## Amazon Interview Question

Software Engineer / DevelopersCould you please explain?

Becoz I think the cost is constant. For example: if I have w,x,y,z length of ropes and I have to tie them together. Then what ever is order of tying the ropes, cost is going to be w+x+y+z

if you have w, x, y, z length of ropes and you want to tie them together you can have multiple results. for instance:

if you choose to tie w to x (cost w + x), y to z (cost y + z), and then tie the results together the total cost will be 2 * (w + x + y + z)

but if you tie w to x (w + x), and tie the result with y (w + x + y) and then tie the result with z (w + x + y + z) the total cost will be 3 * w + 3 * x + 2 * y + z

Suppose you have 4 ropes with lengths 1 , 1 , 1 , 1. Initially , the cost C = 0. If I tie the first 2, I get 3 ropes with lengths 2, 1, 1 and C = 2.If i tie now the first 2 again, I get 2 ropes with 3 and 1 lengths and C = 5. Finally , I tie the last 2 and I get C = 9. But if I choose at every step the smallest 2 ropes as length, I get a better result, because the configuration would be 1 ,1,1,1 with C = 0 -> 2 ,1 ,1 with C = 2 -> 2 , 2 with C = 4 and finally the cost is C = 8.This is the Huffman coding idea.

Why not just sort and add ascendingly??

given 3,2,4,1. The minimal cost is 19 for sequence (((1+2) +3) +4).

And a generalized observation could be made, if lengths are sorted as s1,s2,s3...sn

minimal cost is given by, (n-1)*s1 + (n-1)*s2 + (n-2)*s3 +..+(n-k)*s(k+1)+..+ 1*sn

in the above example=> 3*1 + 3*2 + 2*3 + 1*4 = 19

Another example: given lengths: 7,5,6,5 then sort => 5,5,6,7

minimal cost = 3*5 + 3*5 + 2*6 = 1*7 = 49 , complexity is O(nlogn + n)
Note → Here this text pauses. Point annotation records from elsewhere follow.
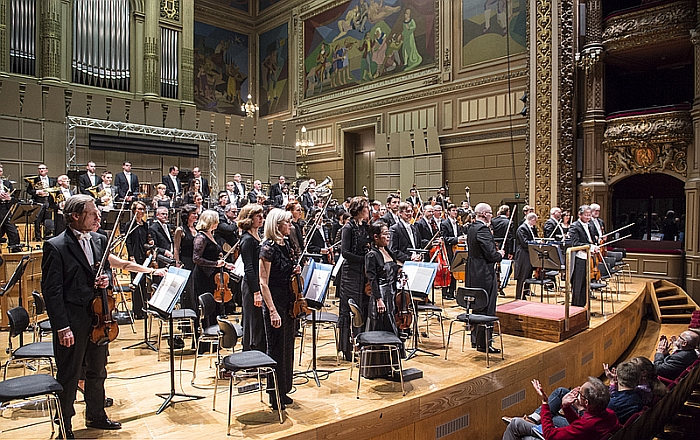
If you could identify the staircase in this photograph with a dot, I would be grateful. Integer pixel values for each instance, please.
(670, 303)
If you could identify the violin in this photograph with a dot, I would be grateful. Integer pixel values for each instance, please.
(222, 292)
(404, 306)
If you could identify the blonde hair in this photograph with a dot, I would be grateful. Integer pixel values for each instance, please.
(274, 217)
(207, 219)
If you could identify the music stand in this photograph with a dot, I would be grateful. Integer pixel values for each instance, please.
(544, 257)
(316, 281)
(16, 278)
(29, 213)
(163, 302)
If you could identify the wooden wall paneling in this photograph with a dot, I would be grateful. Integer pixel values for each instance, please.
(117, 111)
(32, 106)
(9, 96)
(98, 107)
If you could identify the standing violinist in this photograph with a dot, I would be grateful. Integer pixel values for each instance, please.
(250, 219)
(450, 231)
(275, 259)
(208, 260)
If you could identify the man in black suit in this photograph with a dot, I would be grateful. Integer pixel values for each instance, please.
(403, 236)
(552, 227)
(239, 190)
(523, 269)
(69, 282)
(37, 191)
(7, 199)
(596, 222)
(173, 186)
(392, 209)
(160, 233)
(450, 232)
(481, 269)
(581, 234)
(671, 366)
(203, 182)
(276, 189)
(89, 179)
(126, 182)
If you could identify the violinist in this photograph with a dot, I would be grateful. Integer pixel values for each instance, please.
(354, 244)
(450, 231)
(208, 260)
(404, 236)
(381, 268)
(183, 251)
(250, 219)
(481, 270)
(276, 269)
(523, 269)
(580, 234)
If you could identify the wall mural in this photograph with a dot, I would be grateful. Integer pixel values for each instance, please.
(241, 5)
(221, 69)
(492, 29)
(274, 70)
(361, 41)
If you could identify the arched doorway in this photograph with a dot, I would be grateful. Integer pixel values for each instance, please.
(644, 200)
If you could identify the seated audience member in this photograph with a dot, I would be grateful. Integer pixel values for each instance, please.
(597, 421)
(671, 365)
(625, 400)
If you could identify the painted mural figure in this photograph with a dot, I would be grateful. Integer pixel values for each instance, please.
(411, 56)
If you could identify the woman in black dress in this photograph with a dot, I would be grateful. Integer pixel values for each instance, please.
(183, 249)
(249, 222)
(354, 245)
(277, 296)
(208, 259)
(137, 236)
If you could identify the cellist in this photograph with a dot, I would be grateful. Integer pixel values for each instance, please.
(450, 232)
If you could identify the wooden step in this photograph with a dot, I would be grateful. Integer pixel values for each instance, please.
(672, 298)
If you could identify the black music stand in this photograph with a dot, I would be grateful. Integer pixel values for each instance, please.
(545, 257)
(316, 282)
(16, 278)
(29, 213)
(163, 302)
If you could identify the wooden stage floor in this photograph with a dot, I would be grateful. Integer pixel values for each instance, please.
(460, 394)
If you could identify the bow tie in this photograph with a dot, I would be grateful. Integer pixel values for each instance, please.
(83, 236)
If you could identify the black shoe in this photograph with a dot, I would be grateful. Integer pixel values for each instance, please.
(103, 424)
(492, 350)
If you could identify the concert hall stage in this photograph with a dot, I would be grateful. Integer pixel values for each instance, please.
(455, 399)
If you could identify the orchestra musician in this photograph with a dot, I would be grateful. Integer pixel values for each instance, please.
(354, 245)
(275, 258)
(36, 189)
(450, 232)
(481, 270)
(69, 283)
(523, 269)
(172, 183)
(126, 181)
(581, 233)
(66, 193)
(597, 222)
(250, 219)
(404, 236)
(392, 208)
(203, 182)
(89, 179)
(6, 201)
(552, 227)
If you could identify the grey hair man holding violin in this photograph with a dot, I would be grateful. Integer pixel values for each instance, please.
(69, 284)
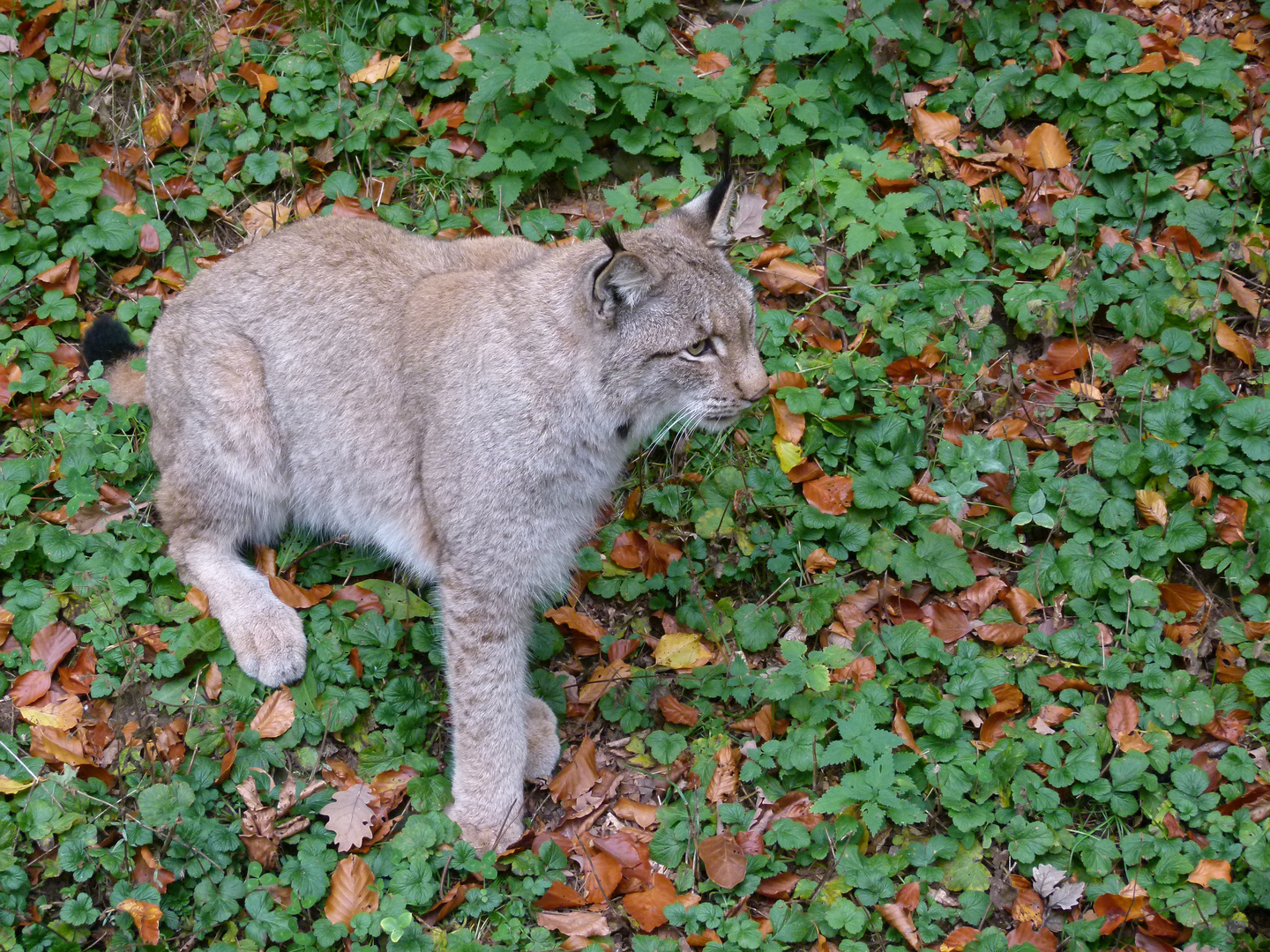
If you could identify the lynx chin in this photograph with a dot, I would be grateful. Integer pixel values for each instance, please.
(464, 406)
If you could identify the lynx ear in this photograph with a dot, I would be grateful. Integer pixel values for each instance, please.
(707, 213)
(625, 279)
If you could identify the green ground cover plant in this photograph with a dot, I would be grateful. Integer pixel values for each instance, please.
(958, 643)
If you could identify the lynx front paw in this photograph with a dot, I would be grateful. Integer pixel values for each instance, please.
(542, 740)
(270, 643)
(481, 834)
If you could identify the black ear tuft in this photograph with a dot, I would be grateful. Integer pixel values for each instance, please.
(611, 238)
(107, 340)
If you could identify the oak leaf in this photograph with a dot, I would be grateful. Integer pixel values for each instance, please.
(351, 891)
(348, 816)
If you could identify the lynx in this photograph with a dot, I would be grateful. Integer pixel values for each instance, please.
(462, 406)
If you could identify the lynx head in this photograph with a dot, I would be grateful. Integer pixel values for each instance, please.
(681, 320)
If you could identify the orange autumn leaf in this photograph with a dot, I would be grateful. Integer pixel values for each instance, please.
(1045, 147)
(1229, 518)
(646, 906)
(832, 495)
(351, 891)
(935, 127)
(1200, 487)
(710, 65)
(146, 917)
(1186, 599)
(723, 859)
(1151, 63)
(1236, 343)
(1209, 870)
(1152, 507)
(676, 711)
(276, 715)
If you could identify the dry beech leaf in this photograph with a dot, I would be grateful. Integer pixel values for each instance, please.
(576, 777)
(900, 919)
(1151, 507)
(276, 715)
(295, 597)
(1231, 517)
(710, 65)
(646, 906)
(1042, 938)
(376, 70)
(747, 221)
(580, 923)
(1047, 147)
(351, 891)
(1009, 700)
(724, 859)
(1200, 487)
(676, 711)
(959, 938)
(832, 495)
(724, 782)
(641, 814)
(29, 687)
(146, 917)
(262, 217)
(1005, 634)
(52, 643)
(1209, 870)
(1186, 599)
(819, 562)
(349, 815)
(935, 127)
(1236, 343)
(560, 895)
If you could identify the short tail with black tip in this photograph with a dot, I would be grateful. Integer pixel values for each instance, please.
(108, 340)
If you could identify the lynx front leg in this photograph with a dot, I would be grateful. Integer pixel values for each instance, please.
(485, 671)
(267, 637)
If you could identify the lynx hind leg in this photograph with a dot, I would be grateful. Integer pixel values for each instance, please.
(224, 484)
(544, 741)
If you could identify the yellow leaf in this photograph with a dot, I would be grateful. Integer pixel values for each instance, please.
(681, 649)
(11, 786)
(788, 455)
(376, 70)
(1151, 507)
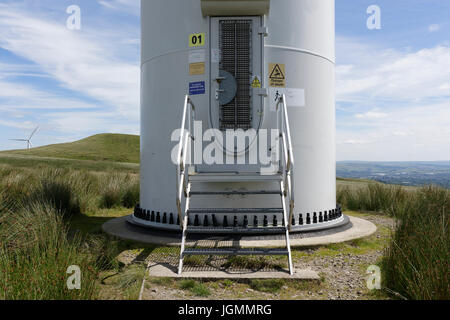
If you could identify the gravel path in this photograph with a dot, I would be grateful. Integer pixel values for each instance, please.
(343, 272)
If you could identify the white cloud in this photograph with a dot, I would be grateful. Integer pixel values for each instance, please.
(434, 28)
(131, 6)
(412, 93)
(374, 114)
(80, 61)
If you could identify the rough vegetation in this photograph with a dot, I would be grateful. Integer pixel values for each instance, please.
(50, 219)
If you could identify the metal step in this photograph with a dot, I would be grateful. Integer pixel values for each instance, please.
(235, 251)
(233, 230)
(234, 210)
(230, 193)
(233, 177)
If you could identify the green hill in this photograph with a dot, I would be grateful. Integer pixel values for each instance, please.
(101, 147)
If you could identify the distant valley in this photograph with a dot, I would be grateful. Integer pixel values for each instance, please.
(401, 173)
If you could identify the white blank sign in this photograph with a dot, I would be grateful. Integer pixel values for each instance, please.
(295, 97)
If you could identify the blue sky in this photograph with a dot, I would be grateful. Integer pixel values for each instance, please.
(393, 84)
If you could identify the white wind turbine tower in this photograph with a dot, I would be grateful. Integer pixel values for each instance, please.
(28, 141)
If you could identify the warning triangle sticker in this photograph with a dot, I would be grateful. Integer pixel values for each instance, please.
(256, 83)
(277, 73)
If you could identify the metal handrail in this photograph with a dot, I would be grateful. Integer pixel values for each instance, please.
(185, 136)
(288, 165)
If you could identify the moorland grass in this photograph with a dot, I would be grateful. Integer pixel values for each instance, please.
(417, 261)
(35, 252)
(417, 258)
(37, 247)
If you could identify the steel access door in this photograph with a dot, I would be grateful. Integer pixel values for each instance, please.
(236, 80)
(235, 64)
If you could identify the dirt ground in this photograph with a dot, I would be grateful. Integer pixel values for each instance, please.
(342, 268)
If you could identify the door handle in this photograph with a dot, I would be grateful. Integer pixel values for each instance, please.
(218, 91)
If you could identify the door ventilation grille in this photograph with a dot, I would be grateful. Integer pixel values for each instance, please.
(236, 48)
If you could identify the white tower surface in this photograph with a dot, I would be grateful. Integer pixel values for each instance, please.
(235, 60)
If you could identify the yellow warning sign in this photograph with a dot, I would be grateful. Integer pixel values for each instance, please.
(256, 83)
(277, 75)
(197, 69)
(197, 40)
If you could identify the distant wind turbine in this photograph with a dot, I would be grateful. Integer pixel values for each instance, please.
(28, 141)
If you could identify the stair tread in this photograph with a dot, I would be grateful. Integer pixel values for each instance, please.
(235, 210)
(232, 177)
(236, 229)
(234, 251)
(250, 192)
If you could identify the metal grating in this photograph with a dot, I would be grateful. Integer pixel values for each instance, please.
(236, 48)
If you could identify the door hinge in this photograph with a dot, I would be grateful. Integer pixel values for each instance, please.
(263, 31)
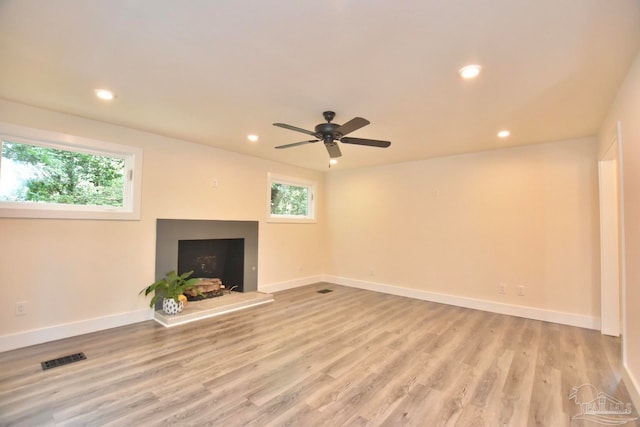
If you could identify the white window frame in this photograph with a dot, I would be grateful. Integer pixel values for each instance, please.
(298, 182)
(132, 187)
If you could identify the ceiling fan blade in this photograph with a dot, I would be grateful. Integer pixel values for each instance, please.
(352, 125)
(295, 144)
(286, 126)
(333, 149)
(368, 142)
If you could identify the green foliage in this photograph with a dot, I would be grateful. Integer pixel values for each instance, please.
(289, 199)
(68, 177)
(170, 286)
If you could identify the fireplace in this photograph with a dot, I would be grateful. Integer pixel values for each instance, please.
(227, 250)
(214, 259)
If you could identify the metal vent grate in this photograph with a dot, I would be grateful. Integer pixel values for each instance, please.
(65, 360)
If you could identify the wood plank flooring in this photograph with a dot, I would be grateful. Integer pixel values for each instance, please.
(350, 357)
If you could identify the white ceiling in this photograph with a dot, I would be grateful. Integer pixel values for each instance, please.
(213, 71)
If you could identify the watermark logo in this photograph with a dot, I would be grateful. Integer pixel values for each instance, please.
(600, 407)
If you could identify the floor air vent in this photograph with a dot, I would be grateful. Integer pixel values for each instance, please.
(65, 360)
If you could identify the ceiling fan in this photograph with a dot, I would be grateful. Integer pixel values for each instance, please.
(329, 133)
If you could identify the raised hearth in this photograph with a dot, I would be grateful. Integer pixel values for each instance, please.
(211, 307)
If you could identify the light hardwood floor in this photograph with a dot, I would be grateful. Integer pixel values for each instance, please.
(349, 357)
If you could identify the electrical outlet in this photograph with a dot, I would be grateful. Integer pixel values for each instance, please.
(21, 308)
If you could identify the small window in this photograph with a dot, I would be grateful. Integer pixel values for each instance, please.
(50, 175)
(291, 199)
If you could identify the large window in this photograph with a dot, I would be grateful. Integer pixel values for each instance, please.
(51, 175)
(291, 199)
it's wrong. for (2,2,3,3) ur sol gives

2+2 = 4

4+3 = 7

7+3 = 10

total 21

however, optimal is 20

Order N^2 algo- iam sure there will be better.

sort the ropes according to their lengths. lets say we get array a.

add tow smallest one a[0] and a[1]. put this new rope in the array to a place which maintains the sorting order. repeat.

sorting - nlogn

each addition -0(1)

putting this rope to sorted array again for n ropes - 0(n)

for n itemes or ropes - n^2

so all in all n^2

Huffman coding

- Bogdan October 10, 2010